# Web-Anwendung funktioniert mit Java 1.8, aber nicht mit Java 1.7 (auf Client)



## Bastmeister (23. Apr 2015)

Hallo,

ich bin am Verzweifeln. Bei uns im Unternehmen gibt es eine interne Web-Anwendung (nicht von uns geschrieben), die auf einem Web-Server (Windows 2003) läuft und sich ohne Probleme nutzen lässt. Die Anwendung soll auf einen neueren Server (Windows Server 2008) umziehen und gleichzeitig soll die neuste Version der Web-Anwendung verwendet werden. Auf dem neuen Server ist alles korrekt eingerichtet (Tomcat, Java usw.). Unter dieser Anwendung hängt eine MySQL-Datenbank, die wiederum auf einem Datenbankserver liegt. Die zugelassenen Nutzer dieser Anwendung sind in der Datenbank gespeichert. 
Die Personen, die diese Anwendung geschrieben haben, sind bisher selbst ratlos...
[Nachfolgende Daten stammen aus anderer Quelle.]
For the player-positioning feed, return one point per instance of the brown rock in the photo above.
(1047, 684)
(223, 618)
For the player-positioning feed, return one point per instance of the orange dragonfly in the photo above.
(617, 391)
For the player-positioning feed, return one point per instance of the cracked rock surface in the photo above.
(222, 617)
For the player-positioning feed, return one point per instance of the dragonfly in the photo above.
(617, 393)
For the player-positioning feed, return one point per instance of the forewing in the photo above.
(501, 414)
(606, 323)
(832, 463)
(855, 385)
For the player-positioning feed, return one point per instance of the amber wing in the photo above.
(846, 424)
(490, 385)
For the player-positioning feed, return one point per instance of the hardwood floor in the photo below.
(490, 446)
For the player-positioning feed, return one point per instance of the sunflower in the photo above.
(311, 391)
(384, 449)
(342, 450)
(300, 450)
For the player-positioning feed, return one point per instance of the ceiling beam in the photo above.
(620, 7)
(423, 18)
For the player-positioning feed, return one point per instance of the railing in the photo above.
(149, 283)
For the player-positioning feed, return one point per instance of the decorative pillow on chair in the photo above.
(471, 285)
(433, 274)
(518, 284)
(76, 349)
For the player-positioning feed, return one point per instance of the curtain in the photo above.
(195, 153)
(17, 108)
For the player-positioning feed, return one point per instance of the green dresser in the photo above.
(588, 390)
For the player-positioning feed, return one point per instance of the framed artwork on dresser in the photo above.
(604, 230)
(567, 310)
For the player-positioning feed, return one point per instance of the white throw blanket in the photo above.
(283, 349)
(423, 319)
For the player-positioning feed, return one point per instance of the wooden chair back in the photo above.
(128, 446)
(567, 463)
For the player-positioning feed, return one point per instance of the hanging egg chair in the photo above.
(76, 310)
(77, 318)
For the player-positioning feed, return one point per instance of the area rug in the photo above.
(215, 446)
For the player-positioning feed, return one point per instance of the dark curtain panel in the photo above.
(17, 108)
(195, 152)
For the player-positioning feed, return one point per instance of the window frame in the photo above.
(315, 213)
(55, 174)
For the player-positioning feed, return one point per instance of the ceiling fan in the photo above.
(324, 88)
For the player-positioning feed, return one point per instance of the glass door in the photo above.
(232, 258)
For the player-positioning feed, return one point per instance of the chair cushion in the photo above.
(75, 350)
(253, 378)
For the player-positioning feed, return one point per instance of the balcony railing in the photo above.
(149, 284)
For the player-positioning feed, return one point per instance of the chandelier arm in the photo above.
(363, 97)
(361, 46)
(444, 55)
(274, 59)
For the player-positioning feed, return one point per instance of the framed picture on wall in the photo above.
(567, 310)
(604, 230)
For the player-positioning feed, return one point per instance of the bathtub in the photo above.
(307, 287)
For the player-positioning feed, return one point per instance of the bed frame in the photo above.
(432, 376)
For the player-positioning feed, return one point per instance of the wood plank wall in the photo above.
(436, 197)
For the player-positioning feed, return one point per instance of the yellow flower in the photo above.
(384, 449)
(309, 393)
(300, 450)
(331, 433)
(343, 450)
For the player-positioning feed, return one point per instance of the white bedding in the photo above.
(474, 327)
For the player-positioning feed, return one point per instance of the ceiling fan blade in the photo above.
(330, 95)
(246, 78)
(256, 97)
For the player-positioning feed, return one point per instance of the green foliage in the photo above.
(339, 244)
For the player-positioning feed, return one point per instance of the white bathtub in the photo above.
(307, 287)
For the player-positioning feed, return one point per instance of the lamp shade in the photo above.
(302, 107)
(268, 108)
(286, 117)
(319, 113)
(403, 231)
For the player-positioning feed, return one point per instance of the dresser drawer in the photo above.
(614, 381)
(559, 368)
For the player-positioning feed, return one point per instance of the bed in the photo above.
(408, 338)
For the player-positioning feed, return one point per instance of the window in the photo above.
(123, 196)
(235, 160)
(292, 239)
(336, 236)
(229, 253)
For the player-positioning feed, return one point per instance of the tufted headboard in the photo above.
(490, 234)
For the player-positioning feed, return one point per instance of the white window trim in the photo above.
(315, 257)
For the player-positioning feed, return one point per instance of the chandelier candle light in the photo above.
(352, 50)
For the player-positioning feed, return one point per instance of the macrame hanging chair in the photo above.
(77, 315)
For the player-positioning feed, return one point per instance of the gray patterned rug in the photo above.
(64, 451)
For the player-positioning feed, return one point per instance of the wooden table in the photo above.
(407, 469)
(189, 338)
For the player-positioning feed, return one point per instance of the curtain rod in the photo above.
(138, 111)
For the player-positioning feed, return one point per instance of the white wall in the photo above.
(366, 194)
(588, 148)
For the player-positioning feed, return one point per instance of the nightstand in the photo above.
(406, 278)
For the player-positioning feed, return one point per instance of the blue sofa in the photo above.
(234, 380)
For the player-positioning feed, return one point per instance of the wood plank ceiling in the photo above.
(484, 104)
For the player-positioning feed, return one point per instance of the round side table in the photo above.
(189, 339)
*1.)* Die Situation beim Versuch die neue Version auf dem neuen Server zu nutzen (die alte Version und sämtliche Anbindungen sind dabei natürlich deaktiviert): Jeder Client, auf dem Java 1.8 installiert ist, kann die Anwendung nutzen, d.h. ihnen werden die Daten aus der Datenbank angezeigt und sie bzw. deren Nutzerkennungen werden von der Anwendung korrekt erkannt. Das Problem: Jeder Client, auf dem Java 1.7 installiert ist, kommt zwar auf die GUI der Anwendung, hat aber keinen Zugriff auf die Daten. Die Daten werden nicht angezeigt, sondern nur die Meldung, dass er/sie keine Berechtigung hat. Die Java-Konsole erkennt die jeweilige Unternehmens-Kennung bei Aufruf der Web-Anwendung im Browser, aber die Anwendung selbst erkennt den Nutzer nicht mehr. D.h., der Zugriff auf die Datenbank scheint nicht zu funktionieren von allen Clients mit Java 1.7 aus. Wenn ich über localhost auf dem Web-Server die Anwendung mit einem Broswer aufrufe, habe ich genau das gleiche Problem: Nutze ich auf dem Server Java 1.8 funktioniert alles, nutze ich Java 1.7, nicht bzw. erscheinen keine Daten.
In Partnerunternehmen, die die gleiche Anwendung nutzen, gibt es keinerlei Probleme. Sie haben alle einen eigenständigen Web- und Datenbank-Server für diese Anwendung. 
Nebenbei: Die DNS ist in der jeweiligen Sitelist eingetragen und Java 1.7 für die Anwendung in der Whitelist des Unternehmensnetzwerks.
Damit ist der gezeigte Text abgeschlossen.